Me las arreglé como pude. Las vendas habían sido blancas alguna vez y aún conservaban dos líneas azules cerca de los bordes. La mano izquierda estaba todavía un poco hinchada pero a esa altura solo era un detalle más. La puerta se abrió otra vez y el mismo tipo asomó la cabeza.
—Hay que ir, muchachos.
—Ya va —contestó Rocha de mala manera.
—Métale que hubo nocaut en el semifondo. La gente está calentita… —Sacudió los dedos de una mano y les sacó el ruido de un latigazo. Esta vez dejó la puerta abierta. Rocha se puso la toalla más grande sobre la espalda. Yo iba a salir cuando el grandote me agarró de un brazo.

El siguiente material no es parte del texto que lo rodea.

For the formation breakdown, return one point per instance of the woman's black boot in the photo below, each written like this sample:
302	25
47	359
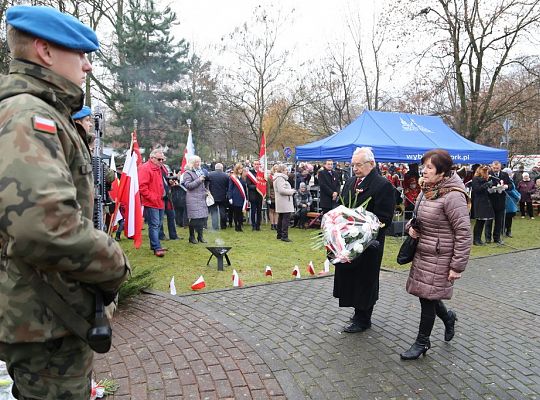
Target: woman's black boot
420	347
449	326
192	235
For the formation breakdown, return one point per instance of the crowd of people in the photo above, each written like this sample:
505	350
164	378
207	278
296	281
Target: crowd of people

—Oiga, quiero decirle algo —me pasó los guantes que había atado por los cordones—. Usted no sabe mucho del oficio y por ahí se impresiona con cualquier cosa. Escúcheme bien: si yo no se lo pido, no tire basura al ring. ¿Okey?
Lo miré haciéndome el tonto.
—Toalla, esponja o esas cosas, ¿okey?
—Okey.
Me guiñó un ojo y salió delante mío.